Penyemprotan disinfektan di Pasar Sutojayan
Penyemprotan disinfektan di Pasar Sutojayan

Pemerintah Kabupaten (Pemkab) Blitar memperpanjang penutupan pasar Sutojayan selama tiga hari. Semula pasar Sutojayan ditutup selama 2 hari terhitung sejak 25-26 Juli 2020. 

Penutupan dilakukan setelah ada tiga pedagang yang positif terpapar Covid-19. Penutupan diperpanjang hingga Senin (27/7/2020) untuk dilakukan sterilisasi dan penyemprotan desinfektan di seluruh area pasar. 

Baca Juga : Tambah 3 Pasien Sembuh di Kota Batu, Menyisakan 19 Pasien Konfirm Covid-19 Dirawat

"Penutupan diperpanjang jadi tiga hari. Pasar Sutojayan akan kami buka kembali besok pada 28 Juli,” ungkap Kepala Dinas Perindustrian dan Perdagangan (Disperindag) Kabupaten Blitar Tavip Wiyono, Senin (27/7/2020).
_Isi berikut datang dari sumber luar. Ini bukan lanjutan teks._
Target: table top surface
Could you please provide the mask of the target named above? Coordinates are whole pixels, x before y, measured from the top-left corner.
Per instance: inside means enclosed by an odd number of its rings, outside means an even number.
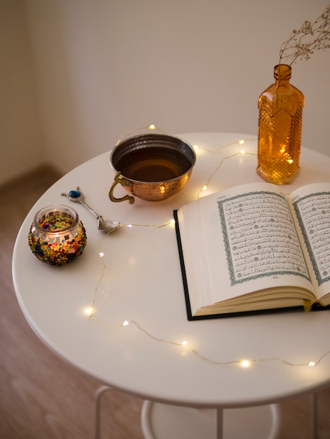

Dikatakannya, kebijakan perpanjangan penutupan dilakukan sebagai upaya agar pasar tradisional tersebut benar-benar siap untuk dibuka. 

Selama ditutup Disperindag bersama Gugus Tugas Percepatan Penanganan Covid-19 dan petugas pasar melakukan penyemprotan desinfektan. Petugas juga menyiapkan dan memperbanyak sarana protokol kesehatan seperti tempat cuci tangan. 

"Kami terus menerus lakukan penyemprotan disinfektan. Selama ditutup, penyemprotan dilakukan dua kali dalam satu hari. Kami berharap setelah nanti dibuka kembali segalanya sudah siap dan tidak ada lagi penularan Covid-19 di pasar Sutojayan," imbuhnya.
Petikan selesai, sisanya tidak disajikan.